In 2020, Forrester Research came up with a phrase that’s since become a buzzword among many marketers: zero-party data. Essentially, zero-party data is information that individuals proactively and freely supply to companies, so it’s reliable and meaningful. By contrast, first-, second-, and third-party data are not proactively provided by the individual to the company that is requesting it and can often be gleaned from directly or indirectly observed behaviors such as browsing or purchase activity.
Zero-party data gives companies the opportunity to establish closer relationships with their customers based on a willing exchange of data. Unfortunately, costly data breach scandals have rocked consumer trust and diminished their willingness to share their data. How high are the stakes? Well, more than 80% of consumers have stated that they will discontinue a relationship with a brand after a data breach.
If you want consumers to trust you to handle their data properly and protect their information in the event of a breach, you may need to make some adjustments to how you collect and use zero-party data. Here’s some guidance on how you should think about your zero-party data policy and why it matters.
The Necessity and Risks of Zero-Party Data
Privacy laws and practices have changed over the years, and as a result, so have the methods companies can use to collect consumer data. Third-party cookies, once an invaluable source of data for marketers, are pretty much dead. Major browsers including Firefox, Safari, and Chrome are phasing out most tracking cookies, and the General Data Protection Regulation (GDPR) in the EU has dealt another blow by making cookie opt-outs a necessary feature on any website.
As companies have had to look elsewhere to collect personalized data about their consumers’ preferences and browsing habits, roughly 50% of marketers have turned to zero-party data as the logical alternative.
That said, zero-party data comes with some inherent vulnerabilities because much of zero-party data is personally identifiable information (PII) rather than general statistics. For example, zero-party data might include phone numbers and email addresses, information that users supply to a social media platform to recover accounts when they forget their passwords. So, if a breach occurs, those consumers could be at increased risk of identity theft, phishing attacks, phone scams, and many other cyberthreats.

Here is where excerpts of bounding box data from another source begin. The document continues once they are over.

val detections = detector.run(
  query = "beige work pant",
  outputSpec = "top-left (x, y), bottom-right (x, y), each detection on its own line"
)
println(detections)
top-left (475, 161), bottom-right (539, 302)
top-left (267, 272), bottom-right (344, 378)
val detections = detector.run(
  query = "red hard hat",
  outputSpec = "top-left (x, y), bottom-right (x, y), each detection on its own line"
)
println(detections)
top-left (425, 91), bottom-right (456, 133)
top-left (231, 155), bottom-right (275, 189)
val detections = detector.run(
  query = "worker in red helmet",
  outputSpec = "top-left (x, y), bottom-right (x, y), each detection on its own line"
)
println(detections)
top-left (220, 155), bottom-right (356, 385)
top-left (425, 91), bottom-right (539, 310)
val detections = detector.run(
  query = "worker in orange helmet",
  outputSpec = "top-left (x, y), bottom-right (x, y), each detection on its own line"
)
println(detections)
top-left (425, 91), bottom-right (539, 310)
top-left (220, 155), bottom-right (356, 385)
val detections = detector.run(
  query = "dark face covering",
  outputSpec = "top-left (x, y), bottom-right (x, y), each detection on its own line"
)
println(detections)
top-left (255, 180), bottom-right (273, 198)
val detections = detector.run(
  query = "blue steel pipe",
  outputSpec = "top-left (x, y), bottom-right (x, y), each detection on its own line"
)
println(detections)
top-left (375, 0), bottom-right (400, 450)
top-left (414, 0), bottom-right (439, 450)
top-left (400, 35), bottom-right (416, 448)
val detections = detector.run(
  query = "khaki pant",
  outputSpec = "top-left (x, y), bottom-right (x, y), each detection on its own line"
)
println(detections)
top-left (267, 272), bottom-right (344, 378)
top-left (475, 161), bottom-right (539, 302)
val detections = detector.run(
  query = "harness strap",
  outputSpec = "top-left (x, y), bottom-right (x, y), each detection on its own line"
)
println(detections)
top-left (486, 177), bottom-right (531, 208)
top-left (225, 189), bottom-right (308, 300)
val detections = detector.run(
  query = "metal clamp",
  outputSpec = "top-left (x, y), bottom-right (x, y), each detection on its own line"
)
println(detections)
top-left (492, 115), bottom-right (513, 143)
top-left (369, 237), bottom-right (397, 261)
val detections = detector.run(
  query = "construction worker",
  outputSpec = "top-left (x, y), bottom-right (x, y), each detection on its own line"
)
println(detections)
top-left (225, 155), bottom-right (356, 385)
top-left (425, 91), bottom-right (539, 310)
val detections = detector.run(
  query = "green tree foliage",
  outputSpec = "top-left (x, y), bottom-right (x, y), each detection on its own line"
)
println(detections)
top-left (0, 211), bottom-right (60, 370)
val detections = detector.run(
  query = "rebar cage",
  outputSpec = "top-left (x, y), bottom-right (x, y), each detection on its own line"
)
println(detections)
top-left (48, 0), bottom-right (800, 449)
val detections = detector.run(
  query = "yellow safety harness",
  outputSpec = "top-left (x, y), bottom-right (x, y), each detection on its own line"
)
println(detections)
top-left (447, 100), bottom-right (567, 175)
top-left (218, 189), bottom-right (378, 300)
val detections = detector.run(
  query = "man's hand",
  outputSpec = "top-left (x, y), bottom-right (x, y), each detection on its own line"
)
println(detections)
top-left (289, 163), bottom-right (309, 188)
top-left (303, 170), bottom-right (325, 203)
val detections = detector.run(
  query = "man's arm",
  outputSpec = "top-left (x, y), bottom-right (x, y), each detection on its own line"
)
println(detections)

Nearly half of companies suffered a breach of some kind within the last year, so it’s obvious why your consumers might have trust issues. And recent privacy scandals from big companies like Amazon and Google have given users even more reason to be wary. But zero-party data only works if individuals can trust companies and are willing to share that data. Marketers need to regain consumer trust and assuage their natural reluctance to share personal information.
Collecting Zero-Party Data the Right Way
Around a third of marketers are understandably concerned that privacy-conscious consumers may be reluctant to give out their personal data. But there is an immediately evident principle that will help businesses gain the trust of consumers and encourage them to share zero-party data. Businesses should always ensure that it is clear how they intend to collect user data as well as whether they will share that data with any third parties.
There are many different ways businesses have skirted the truth when it comes to how they collect or use consumer data. For example, a company might claim to be collecting data for security purposes, for instance, so users can retrieve their accounts if they forget their passwords, when in fact the business is using that information for marketing. Or a company might openly ask consumers to agree to share certain data while the platform collects additional data behind the scenes.
Think those examples sound unlikely? Think again. In 2019, Facebook collected zero-paty data in the form of phone numbers by stating that the platform would use those numbers for security purposes, like resetting a password. Instead, Facebook used the numbers for marketing purposes, for which the Federal Trade Commission hit the company with a $5 billion penalty. This despite promises that the platform would get “express consent” when collecting and sharing consumer data. Facebook hasn’t seemed to learn its lesson, either; the company has since had numerous scandals and breaches that have combined to make it the least-trusted social media platform in the United States.
So, if you want to make full use of zero-party data for marketing purposes while maintaining consumer trust, be honest and always disclose not only what information you are collecting, but how you intend to use that information, specifically whether third parties will have access to the data.
You should also be careful to confirm that any data provider that you work with that is claiming to have collected only zero-party data has actually amassed that data with full consumer knowledge and consent. In other words, verify that they have taken the necessary steps to respect consumers’ privacy by way of sufficient notice of data collection and usage.
Zero-party data comes directly from the sources you most need to cater to: consumers. As such, zero-party data is an invaluable source of information, and there’s no reason why it can’t replace or even improve upon the third-party data sources you may have relied on in the past. But that can only happen if you put privacy first.
Privacy means putting your consumers’ needs and preferences ahead of your marketing goals. It means being honest and transparent about how you collect and use your customers’ data. And privacy first means continuing to adjust as privacy regulations and preferences change.